The police themselves have said that we ask them to do too much. They want to focus their efforts on solving crimes, and other service providers should handle emergency calls about addiction, mental illness, and homelessness.
Why it matters:
We all want to live in safe communities where we look out for one another. But what we‘re doing isn’t working. Instead of solving problems caused by a lack of services and opportunities in many communities, we’re locking people up. We need a common-sense approach, using proven alternatives to prison, such as mental health and drug treatment services, to ensure all Missourians have the support they need to live healthy lives and to improve the well-being of all our communities.
How we’re changing things:
Diverting to Care focuses on how and by whom behavioral health emergencies are handled because people with mental health or substance use disorders are best cared for in their communities — not in jails or prisons or through law enforcement and criminal justice interventions.
As part of this initiative, we’re supporting four organizations around the state to uncover solutions and test ideas. Additional community-led diversion projects will be solicited in early 2023. Please contact Katie Kaufmann for more information.

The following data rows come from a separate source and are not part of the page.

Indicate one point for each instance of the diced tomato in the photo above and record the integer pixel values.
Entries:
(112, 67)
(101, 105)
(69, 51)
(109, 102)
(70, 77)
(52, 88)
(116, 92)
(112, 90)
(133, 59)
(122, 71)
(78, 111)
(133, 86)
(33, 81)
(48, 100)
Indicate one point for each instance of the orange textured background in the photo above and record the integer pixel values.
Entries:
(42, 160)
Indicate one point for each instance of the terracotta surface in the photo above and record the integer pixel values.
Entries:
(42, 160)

We’re also supporting an effort led by Missouri Behavioral Health Council in partnership with Missouri Office of State Court Administrators to work with health care providers, law enforcement, judicial leaders, and community members to assess available resources and identify gaps across every county in the state. Statewide mapping will inform strategies to strengthen needed services in communities to prevent people with mental and substance use disorders from coming into contact with the criminal justice system.